In April 2015, he was appointed to the position of managing director of IPIC. He was the chairman of the board of directors for CEPSA (2015-2018), the Spanish multinational oil and gas company, where Mubadala Investment Company is the largest shareholder. In December 2017, he was elected as president of OPEC, for one year (January–December 2018).

===Cabinet positions===
In a cabinet reshuffle in March 2013, he was appointed minister of energy under Prime Minister Mohammed bin Rashid Al Maktoum, replacing Mohammed bin Dhaen Al Hamli in the post. In October 2017, industry was added to his portfolio, where he became minister of energy and industry. He became the head of the Federal Electricity and Water Authority (FEWA).

He is a member of the advisory committee of Abu Dhabi's Supreme Petroleum Council, vice-chairman of the Emirates Nuclear Energy Corporation, and vice chairman on the Supreme Committee for Abu Dhabi's Water & Electricity.

In July 2020, Sheikh Mohammed bin Rashid Al Maktoum, the ruler of Dubai and prime minister of the UAE, announced a government restructuring and Cabinet reshuffle. As part of the restructuring, the Ministry of Energy & Industry was merged with the Ministry of Infrastructure Development, and Al Mazroui became the minister of energy and infrastructure, overseeing the combined ministry.

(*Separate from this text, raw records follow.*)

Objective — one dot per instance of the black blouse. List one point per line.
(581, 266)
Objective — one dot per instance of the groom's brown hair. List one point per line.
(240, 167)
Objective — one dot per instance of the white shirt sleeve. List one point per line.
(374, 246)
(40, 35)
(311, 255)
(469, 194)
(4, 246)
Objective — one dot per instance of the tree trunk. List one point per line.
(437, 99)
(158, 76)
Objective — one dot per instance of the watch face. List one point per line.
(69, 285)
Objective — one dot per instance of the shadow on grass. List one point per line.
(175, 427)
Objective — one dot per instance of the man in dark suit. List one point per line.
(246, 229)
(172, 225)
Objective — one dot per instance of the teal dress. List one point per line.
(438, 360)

The Zayed Housing Program and Federal Authority Land and Maritime Transport were also placed under the new combined ministry.

==Other positions==
Al Mazroui has been with Mubadala since 2007 and is chairman of Mubadala Petroleum LLC. He is also a member of the Executive Committee and Audit, Risk and Compliance Committee of the Board of Mubadala Investment Company. Al Mazroui was deputy CEO and vice president of new business development of Mubadala Oil & Gas from 2007 to 2013.

Al Mazroui is the chairman of Emirates Liquified Gas Company, a private company, owned by Mubadala. As of 2015, he was chairman of the Borealis Supervisory Board.

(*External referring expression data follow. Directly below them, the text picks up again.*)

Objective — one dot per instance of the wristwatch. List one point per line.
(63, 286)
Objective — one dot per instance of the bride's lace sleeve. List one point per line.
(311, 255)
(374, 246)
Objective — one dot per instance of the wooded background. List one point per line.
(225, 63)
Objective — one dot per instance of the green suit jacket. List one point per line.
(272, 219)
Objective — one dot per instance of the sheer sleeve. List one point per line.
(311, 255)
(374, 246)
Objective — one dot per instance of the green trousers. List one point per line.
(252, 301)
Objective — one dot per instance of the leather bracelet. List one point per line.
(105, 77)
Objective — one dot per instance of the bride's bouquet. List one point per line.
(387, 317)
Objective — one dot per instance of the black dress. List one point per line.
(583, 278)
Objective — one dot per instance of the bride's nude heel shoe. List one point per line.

He was chairman of NOVA Chemicals Corporation (a plastic and chemical company that is a subsidiary of Mubadala) for nearly five years, stepping down from this position in 2020. He is the vice-chairman at Nawah Energy Company.

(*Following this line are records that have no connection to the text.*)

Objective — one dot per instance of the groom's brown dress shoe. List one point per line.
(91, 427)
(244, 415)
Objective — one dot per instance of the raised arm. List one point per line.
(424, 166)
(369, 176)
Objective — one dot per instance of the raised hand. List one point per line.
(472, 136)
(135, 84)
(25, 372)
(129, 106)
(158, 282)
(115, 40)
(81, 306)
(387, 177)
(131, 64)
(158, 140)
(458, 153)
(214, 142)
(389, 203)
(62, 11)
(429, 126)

Suhail was appointed as the chairman of the board of directors for Emirates General Petroleum (Emarat), a fuel retailer, in August 2020.

Suhail is the Chairman of the Etihad-Oman Joint Venture, a joint venture exploring a rail connection between UAE and Oman.

==Personal life==
Suhail Al Mazroui is married and lives in Abu Dhabi with his wife and five children. His uncle is Suhail Faris Ghanem Ateish Al Mazrouei, the chairman of Dubai Investments Directors, member of the Supreme Petroleum Council of Abu Dhabi, who is the father of the minister of community development, Shamma Al Mazrui.